The remaining 4 output to controls 4 columns.
From what I understand at this moment:
In the picture, there is a NPN transistor on the 4 columns to allow more current than what the 595 can sink.
Let's say only ROW1 is active, and all columns are active (LED1,LED2,LED3,LED4). Column 1, Column 2, Column 3 and Column 4 on the 595 will indicates a very low current, just the current set at the base of each transistor by the base current limiting resistor.
However, at ROW1, would it indicates at the 595 the sum of each led current of this row? So 80mA, if we assume each led at 20mA ?
If it's the case, in my case, there is much more 595 and much more leds and I don't want to operate near/over the 595 maximum current (75mA), would I simply add appropriate PNP transistors + base resistors to each ROW to reduce the current of each 595 rows pins ?

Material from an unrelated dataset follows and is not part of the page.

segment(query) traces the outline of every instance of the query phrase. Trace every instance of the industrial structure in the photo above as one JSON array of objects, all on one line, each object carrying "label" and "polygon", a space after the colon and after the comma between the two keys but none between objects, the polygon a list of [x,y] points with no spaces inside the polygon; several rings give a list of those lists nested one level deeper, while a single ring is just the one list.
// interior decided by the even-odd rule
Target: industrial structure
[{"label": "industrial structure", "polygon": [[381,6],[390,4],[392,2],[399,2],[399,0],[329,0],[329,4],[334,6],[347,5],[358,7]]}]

I want to keep the 74HC595 IC and low-cost single transistors. I know there are shift registers with higher current capacity and transistors-arrays IC that saves wires and resistors. Also that I can reduce the current of each led with higher resistors to keep it under 75mA, but I would like to understand how to properly work with a matrix arrangement that needs more than what the 595 can work with, using these simple components only.
In other words, is 4 PNP for rows and 4 NPN for columns, the best way to
handle >= 75mA on a single row ?
Best Answer
You can do it the way you suggest, however you should move the resistors to the NPN collectors, and you will need PNP (or emitter-follower NPN) transistors on each row output.
To get a rough idea of the current required- if 5mA is enough for the LED to be bright enough when supplied with DC you will have to supply 20mA for 1:4 multiplexing, and each row driver will have to source 80mA with a 25% duty cycle. Each column driver will have to sink 20mA with 100% duty cycle.